When organizers asked Claxton residents affected by gun violence to speak, one who stood up was Verna Joyce, an Evans County NAACP Executive Board member and relative of both the late Bryan Mobley and the man jailed after his shooting.
“In the last recent shooting, I’m on both sides of the family,” Joyce said. “I hurt for my nephew and I hurt for my son’s second cousin. There are things that we need to do, and it’s sad that it took two within months to get to this point.”
Jerome Woody, a former Claxton City Council member, said that an approach to systemic violence should work on issues such as the high school dropout rate, teen pregnancy and a lack of jobs.
When asked to speak about what can be done, Claxton Police Chief Edward Oglesbee Jr., an ordained minister, said that Christian teachings, directed at changing lives, hold the answer.
 “If you want to change Evans County, then it starts with Jesus first,” Oglesbee said.
Johnson asked Oglesbee if Claxton and Evans County have a gun buy-back program or other efforts to encourage people who shouldn’t have guns to give them up. They don’t, Oglesbee acknowledged. But he said he does not believe guns are the problem.
Instead, Oglesbee suggested a program to teach young people how to use guns properly “and to respect other people’s lives.” This could provide an opportunity for positive interaction between youth and law enforcement officers, Johnson suggested. But he also advocated a buy-back or turn-in program.
“Some of these young people don’t need no firearms,” Johnson said. “The firearms they have are illegal, and they need to have some safe space where they can surrender their guns without fear of prosecution.”
Oglesbee agreed that many of those who commit gun violence have been convicted of previous felonies and so cannot legally possess firearms. Claxton police welcome any information from the community about crimes and illegal weapons, he said.
In a follow-up interview, Oglesbee said that, if advised by the district attorney’s office that they could do so legally, Claxton police might accept weapons surrendered by felons without arresting them. But he said he does not believe a buy-back program would work.
Other speakers talked about programs that deal with educational opportunities, such as after-school and summer programs at the nearly Evans County Community Center Inc. Johnson encouraged the Evans County NAACP Branch to form a Youth Division and participate in the NAACP’s ACT-SO, or Academic, Cultural, Technological and Scientific Olympics, for high school students.
Johnson announced an ongoing effort, with assistance from the state NAACP, to deal with gun violence and its underlying causes in Evans County. He appointed Ball to lead the local task force and said he would be assisted by NAACP Area Coordinator Carlos Brown Jr.
A march against violence is being planned, and neighborhood watch efforts are being considered, Ball said.
The cases
Meanwhile, as of Friday morning, nobody had been charged with Bryan Mobley’s killing. Larone Omar Williams, 24, of Reidsville, was arrested after the shooting on a parole violation warrant and remains in jail. Oglesbee identified Williams as a person of interest in the shooting, as previously reported by The Claxton Enterprise.

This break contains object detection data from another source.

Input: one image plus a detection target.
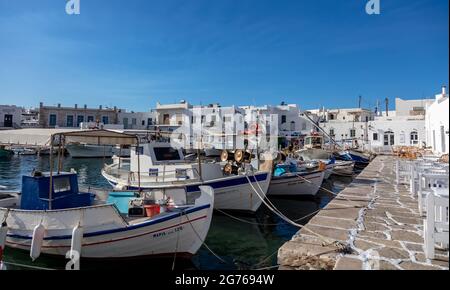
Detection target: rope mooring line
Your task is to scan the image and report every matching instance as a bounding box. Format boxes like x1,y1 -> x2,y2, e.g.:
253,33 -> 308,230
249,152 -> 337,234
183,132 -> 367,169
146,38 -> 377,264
245,174 -> 348,251
296,174 -> 361,208
186,213 -> 228,264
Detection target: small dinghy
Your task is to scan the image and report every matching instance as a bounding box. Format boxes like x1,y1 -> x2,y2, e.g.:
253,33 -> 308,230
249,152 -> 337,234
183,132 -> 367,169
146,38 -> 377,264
0,169 -> 214,260
267,161 -> 326,196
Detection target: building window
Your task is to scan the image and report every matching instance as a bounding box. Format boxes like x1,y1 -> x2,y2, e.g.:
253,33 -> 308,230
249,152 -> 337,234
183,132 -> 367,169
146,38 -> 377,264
77,116 -> 84,127
48,114 -> 56,127
66,115 -> 73,127
400,131 -> 406,144
433,130 -> 436,151
410,131 -> 419,145
384,131 -> 395,146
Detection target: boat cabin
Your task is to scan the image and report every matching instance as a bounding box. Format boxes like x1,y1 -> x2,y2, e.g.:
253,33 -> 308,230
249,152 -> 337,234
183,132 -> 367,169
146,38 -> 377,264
304,134 -> 324,149
20,172 -> 95,210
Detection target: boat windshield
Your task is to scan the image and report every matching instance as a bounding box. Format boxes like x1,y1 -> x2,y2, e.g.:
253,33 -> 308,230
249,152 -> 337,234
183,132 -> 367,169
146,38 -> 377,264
305,137 -> 322,146
153,147 -> 181,161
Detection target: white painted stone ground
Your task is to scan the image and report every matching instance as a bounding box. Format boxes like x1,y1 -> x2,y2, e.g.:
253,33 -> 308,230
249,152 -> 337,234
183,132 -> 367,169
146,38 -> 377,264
278,156 -> 449,270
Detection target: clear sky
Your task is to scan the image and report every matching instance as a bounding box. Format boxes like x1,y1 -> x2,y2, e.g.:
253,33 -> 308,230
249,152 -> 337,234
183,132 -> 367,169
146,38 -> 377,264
0,0 -> 449,111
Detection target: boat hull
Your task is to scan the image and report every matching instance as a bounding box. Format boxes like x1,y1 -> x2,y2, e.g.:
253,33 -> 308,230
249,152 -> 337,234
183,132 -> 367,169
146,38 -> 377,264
333,161 -> 355,176
267,171 -> 326,196
0,194 -> 212,259
102,171 -> 271,212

The GBI had a warrant pending to charge Williams with possession of a firearm by a convicted felon, GBI Special Agent-in-Charge Catherine Sapp said Wednesday. However, the agency at that point had no homicide charge filed or pending. Oglesbee said the case will be presented to a grand jury.

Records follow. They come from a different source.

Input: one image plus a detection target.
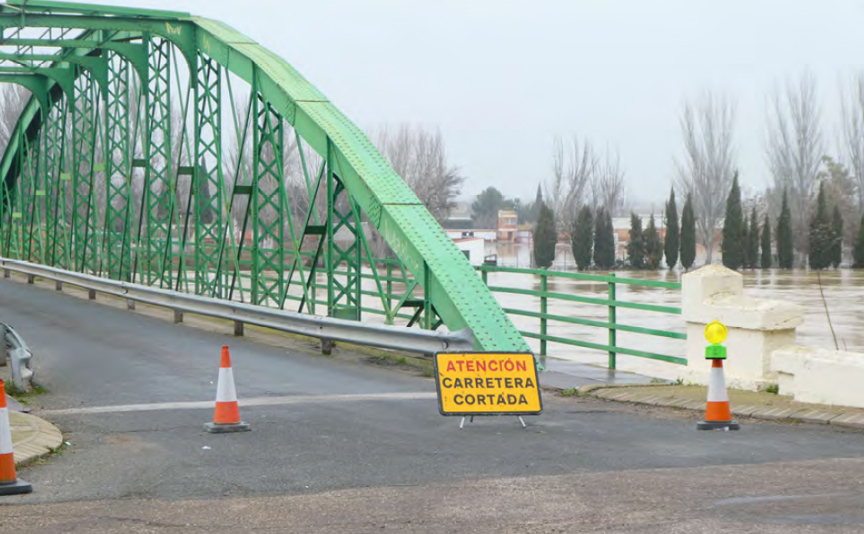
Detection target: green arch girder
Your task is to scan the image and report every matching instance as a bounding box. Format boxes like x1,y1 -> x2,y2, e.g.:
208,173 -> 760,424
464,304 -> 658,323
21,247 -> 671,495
0,0 -> 528,351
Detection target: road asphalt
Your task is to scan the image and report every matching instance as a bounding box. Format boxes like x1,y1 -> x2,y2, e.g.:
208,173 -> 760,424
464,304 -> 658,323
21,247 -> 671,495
0,280 -> 864,533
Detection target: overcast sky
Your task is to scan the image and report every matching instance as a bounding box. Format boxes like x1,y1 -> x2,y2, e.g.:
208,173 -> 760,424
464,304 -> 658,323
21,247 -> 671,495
81,0 -> 864,203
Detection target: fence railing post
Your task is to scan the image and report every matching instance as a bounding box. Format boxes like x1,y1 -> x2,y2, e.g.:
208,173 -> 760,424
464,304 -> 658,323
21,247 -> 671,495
540,271 -> 548,358
608,273 -> 618,369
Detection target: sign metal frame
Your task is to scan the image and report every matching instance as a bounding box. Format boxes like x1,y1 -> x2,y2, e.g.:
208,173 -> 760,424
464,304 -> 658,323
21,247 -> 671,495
432,351 -> 543,418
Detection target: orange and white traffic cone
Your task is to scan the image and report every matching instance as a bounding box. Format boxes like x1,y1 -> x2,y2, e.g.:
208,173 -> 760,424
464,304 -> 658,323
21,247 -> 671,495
0,380 -> 33,495
696,359 -> 740,430
204,345 -> 249,434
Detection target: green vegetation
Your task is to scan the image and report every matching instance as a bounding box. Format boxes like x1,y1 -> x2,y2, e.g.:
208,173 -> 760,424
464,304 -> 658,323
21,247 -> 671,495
570,206 -> 594,271
852,215 -> 864,269
747,206 -> 759,269
777,190 -> 794,269
807,182 -> 834,270
829,206 -> 843,269
759,213 -> 771,269
627,213 -> 645,269
534,202 -> 558,269
644,213 -> 663,270
594,207 -> 615,269
681,194 -> 696,269
663,189 -> 681,269
721,172 -> 744,270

Sapp declined to disclose the number of bullets that struck Mobley or the type of gun used, citing the ongoing investigation.
Investigation into the Oct. 18 gathering where Green was killed led both to Kennedy’s murder charge and the arrest of another man on drug charges, Sheriff Tippins said.
Reginald Hayward, 34, was arrested Nov. 1 at a Claxton residence, on River Street, on charges of possession of cocaine, possession of MDMA (Ecstasy), intent to distribute marijuana and felony marijuana possession. He was not involved in the shooting but was reported to have brought drugs to the gathering, Tippins said.
Tippins was unable to attend Thursday’s meeting, but said he would welcome a neighborhood watch or similar efforts to prevent violence.